A stream pipeline, like the «widgets» example above, can be viewed as a query on the stream source. Unless the source was explicitly designed for concurrent modification (such as a ConcurrentHashMap ), unpredictable or erroneous behavior may result from modifying the stream source while it is being queried.
- must be non-interfering (they do not modify the stream source); and
- in most cases must be stateless (their result should not depend on any state that might change during execution of the stream pipeline).
Such parameters are always instances of a functional interface such as Function , and are often lambda expressions or method references. Unless otherwise specified these parameters must be non-null.
A stream should be operated on (invoking an intermediate or terminal stream operation) only once. This rules out, for example, «forked» streams, where the same source feeds two or more pipelines, or multiple traversals of the same stream. A stream implementation may throw IllegalStateException if it detects that the stream is being reused. However, since some stream operations may return their receiver rather than a new stream object, it may not be possible to detect reuse in all cases.
Streams have a BaseStream.close() method and implement AutoCloseable . Operating on a stream after it has been closed will throw IllegalStateException . Most stream instances do not actually need to be closed after use, as they are backed by collections, arrays, or generating functions, which require no special resource management. Generally, only streams whose source is an IO channel, such as those returned by Files.lines(Path) , will require closing.

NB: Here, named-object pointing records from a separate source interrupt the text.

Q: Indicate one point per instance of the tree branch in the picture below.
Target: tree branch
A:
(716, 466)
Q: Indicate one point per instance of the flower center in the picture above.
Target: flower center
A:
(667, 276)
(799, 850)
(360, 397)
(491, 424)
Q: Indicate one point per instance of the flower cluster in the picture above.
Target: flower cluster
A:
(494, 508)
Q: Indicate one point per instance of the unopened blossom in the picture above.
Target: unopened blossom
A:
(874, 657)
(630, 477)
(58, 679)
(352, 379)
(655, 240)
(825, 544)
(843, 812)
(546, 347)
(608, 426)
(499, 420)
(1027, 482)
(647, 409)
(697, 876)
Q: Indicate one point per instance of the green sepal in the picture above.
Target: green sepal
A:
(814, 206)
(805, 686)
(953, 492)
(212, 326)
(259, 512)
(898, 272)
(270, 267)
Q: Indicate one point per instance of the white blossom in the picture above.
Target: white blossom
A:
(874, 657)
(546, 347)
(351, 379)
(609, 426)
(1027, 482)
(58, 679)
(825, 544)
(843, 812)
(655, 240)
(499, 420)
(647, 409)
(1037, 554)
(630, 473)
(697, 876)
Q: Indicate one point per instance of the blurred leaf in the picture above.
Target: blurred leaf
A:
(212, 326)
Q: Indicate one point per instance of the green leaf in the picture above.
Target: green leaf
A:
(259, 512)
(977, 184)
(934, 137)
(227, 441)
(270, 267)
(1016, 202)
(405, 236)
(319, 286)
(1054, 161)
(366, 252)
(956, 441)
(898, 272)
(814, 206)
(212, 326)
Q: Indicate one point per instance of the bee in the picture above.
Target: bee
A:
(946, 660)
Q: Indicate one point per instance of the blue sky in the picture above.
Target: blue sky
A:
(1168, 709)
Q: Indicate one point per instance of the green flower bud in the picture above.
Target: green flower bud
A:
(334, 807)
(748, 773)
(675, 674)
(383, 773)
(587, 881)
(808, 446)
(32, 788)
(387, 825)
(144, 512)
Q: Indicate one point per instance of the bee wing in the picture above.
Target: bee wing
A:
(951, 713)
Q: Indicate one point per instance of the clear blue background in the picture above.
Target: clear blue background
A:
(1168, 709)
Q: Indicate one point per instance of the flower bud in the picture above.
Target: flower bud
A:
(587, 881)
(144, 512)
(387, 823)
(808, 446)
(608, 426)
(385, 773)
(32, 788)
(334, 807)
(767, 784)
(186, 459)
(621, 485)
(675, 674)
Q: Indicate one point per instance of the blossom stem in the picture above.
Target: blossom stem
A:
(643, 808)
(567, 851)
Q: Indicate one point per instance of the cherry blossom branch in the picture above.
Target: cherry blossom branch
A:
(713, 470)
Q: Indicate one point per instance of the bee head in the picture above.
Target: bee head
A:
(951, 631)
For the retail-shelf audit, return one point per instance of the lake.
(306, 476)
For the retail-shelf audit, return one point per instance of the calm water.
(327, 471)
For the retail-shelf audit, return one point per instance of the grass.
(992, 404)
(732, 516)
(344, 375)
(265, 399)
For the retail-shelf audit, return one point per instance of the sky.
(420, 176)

If a stream does require closing, it must be opened as a resource within a try-with-resources statement or similar control structure to ensure that it is closed promptly after its operations have completed.
Stream pipelines may execute either sequentially or in parallel. This execution mode is a property of the stream. Streams are created with an initial choice of sequential or parallel execution. (For example, Collection.stream() creates a sequential stream, and Collection.parallelStream() creates a parallel one.) This choice of execution mode may be modified by the BaseStream.sequential() or BaseStream.parallel() methods, and may be queried with the BaseStream.isParallel() method.